The Research Pivot — Temperature Optimisation
I ran a structured literature review prompt through Claude — not a casual question, but a systematic search across thermoperiodism, tissue culture temperature management, and optimal control theory in plant science. Claude synthesised findings from 60+ papers in a few hours. A human doing this manually would need weeks in a university library. The result was more interesting than I expected.
The headline finding: no published study has applied optimal control theory to TC temperature management. Every lab in the world defaults to static 25°C +/- 2. The scattered studies that tested dynamic temperature regimes found dramatic improvements, but nobody connected the dots.
The evidence
The literature is thin but the results that exist are striking:
- Bennett et al. (1991) — potato microtuberisation showed a 25% yield increase simply by cycling between day and night temperatures instead of holding static 25°C.

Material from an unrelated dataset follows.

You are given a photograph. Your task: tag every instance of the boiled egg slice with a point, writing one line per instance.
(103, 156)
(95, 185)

- Abiri et al. (2025) — cannabis tissue culture reduced hyperhydricity (the most common cause of culture loss) from 85% to just 10% by applying a 2°C bottom-cooling differential. Hyperhydricity went from culture-killing to nearly eliminated with a temperature tweak.
- Kvaalen & Johnsen (2008) — Norway spruce showed epigenetic memory lasting 20+ years from the temperature experienced during a single developmental window in embryogenesis. The temperature during one phase of development permanently altered the tree’s cold hardiness decades later.
- The DIF framework — the day/night temperature differential (DIF) is well-studied in greenhouse horticulture for controlling stem elongation. But it has NEVER been tested in vitro, despite the molecular mechanisms (auxin transport, cell expansion) being cell-autonomous and operating at the single-cell level.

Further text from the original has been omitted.